Unsolictited blog follow-up on the topic of business development (from Seth Godin’s blog)


This blog is an unsolicited addendum to a blog post that Seth Godin published yesterday on Understanding Business Development (original post on Seth’s blog here). I respect Seth quite a bit, I just don’t typically read his posts since I find that we tend to have a lot of the same ideas (sometimes at nearly the same times- check out his blog from today here on customers and compare it to my video response to Thad, searchable by the name Thad at http://carolroth.com/spiyt/ and you will see that we are clearly on the same wavelength!). 

I have given up posting several blog topics because Seth posted generally the same thing before I had sorted out all of my thoughts on paper.  However, when I saw the business development topic in my inbox yesterday, I had to look.  Given that I have done dozens of “business development” type deals over the past 14+ years, ranging from mergers and acquisitions to joint ventures to licensing deals, I was tempted by the headline and had to read the post.

Surprisingly, I was in agreement with virtually all that Seth said.  I did find one key element missing and I thought I would expand upon it here.  That is focus, then be flexible.

While in an ideal world we would all engage in great collective brainstorming meetings where we start with objectives and use creativity to backtrack into a win-win partnership (and get warm chocolate chip cookies and milk as snacks), that usually doesn’t happen in the real world.  Most companies (and by companies, I mean the people who hold business development and C-level decision making titles in companies) don’t do well with unlimited options and ambiguity.  They need concrete ideas, examples and levers. 

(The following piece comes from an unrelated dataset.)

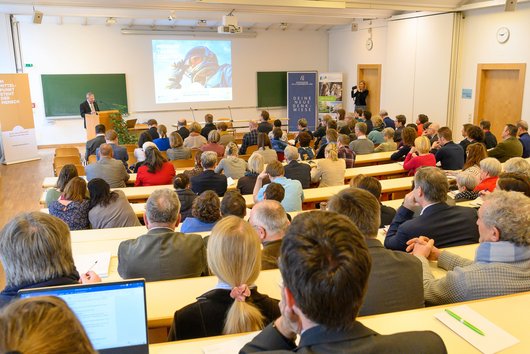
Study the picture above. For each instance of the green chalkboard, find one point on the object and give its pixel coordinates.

The deals I have seen go nowhere all have this in common: they were approached with too much flexibility.  One side saying, “We can do anything you want” is usually met with blank stares.  If you have a partnership to propose, put some specifics and structure around it.  You can present a handful of options (one, two or three- not 18) to get across the breadth of your capabilities, but start out with something specific.   Then find out where the barriers are and demonstrate your flexibility in revising and tweaking the deal to meet each party’s needs.  Most people will do better (and you will have more success) if you give them specifics to comment on rather than general ideas.

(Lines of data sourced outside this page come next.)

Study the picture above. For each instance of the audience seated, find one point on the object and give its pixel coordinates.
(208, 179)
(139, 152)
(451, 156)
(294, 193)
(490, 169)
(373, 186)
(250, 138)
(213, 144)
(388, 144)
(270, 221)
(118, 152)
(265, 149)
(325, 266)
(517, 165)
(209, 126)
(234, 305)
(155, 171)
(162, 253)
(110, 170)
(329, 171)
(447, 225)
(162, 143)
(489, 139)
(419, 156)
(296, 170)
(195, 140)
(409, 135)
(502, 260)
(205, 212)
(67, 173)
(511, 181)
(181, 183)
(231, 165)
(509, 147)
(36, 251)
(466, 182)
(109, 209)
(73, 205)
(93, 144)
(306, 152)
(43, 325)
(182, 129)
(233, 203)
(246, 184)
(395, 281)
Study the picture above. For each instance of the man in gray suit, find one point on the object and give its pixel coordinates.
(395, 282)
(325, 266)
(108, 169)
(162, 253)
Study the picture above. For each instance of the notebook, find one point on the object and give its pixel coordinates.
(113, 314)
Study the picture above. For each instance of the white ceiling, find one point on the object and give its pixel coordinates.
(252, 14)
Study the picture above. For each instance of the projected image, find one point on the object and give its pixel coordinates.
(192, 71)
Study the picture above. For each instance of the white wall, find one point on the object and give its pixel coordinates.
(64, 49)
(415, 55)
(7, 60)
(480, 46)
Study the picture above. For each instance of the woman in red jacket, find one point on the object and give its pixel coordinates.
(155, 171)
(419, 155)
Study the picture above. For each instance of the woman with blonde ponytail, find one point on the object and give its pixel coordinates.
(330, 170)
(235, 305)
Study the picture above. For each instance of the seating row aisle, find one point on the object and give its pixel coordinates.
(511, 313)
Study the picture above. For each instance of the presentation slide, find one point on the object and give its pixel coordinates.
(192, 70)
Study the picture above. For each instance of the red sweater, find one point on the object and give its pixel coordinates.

For example, one client of mine that had a very large enthusiast base was approached by another company that made collectible products and wanted to do a partnership.  We asked what they had in mind.  They said they could do anything- they could produce any number of potential products and it could be sold anywhere by either party through a number of channels.  My client was completely overwhelmed and with so many options, nothing happened.  If the company had presented mock-ups of a few potential product ideas and said that they could have licensed my client’s name and sold them through retail stores OR that they could sell them to my client at wholesale which in turn my client could sell directly to its customers, the outcome would likely have been very different.  Even if neither deal was exactly what my client desired, at least it would have been a starting point to move the discussions forward and tweak the deal so that it made sense for both parties.  The endless options and lack of a focused discussion starting point was just too darn flexible.

Bottom line- flexibility is great, but also can kill a deal.  Be flexible only after you are focused, or else you may never get past an introductory meeting.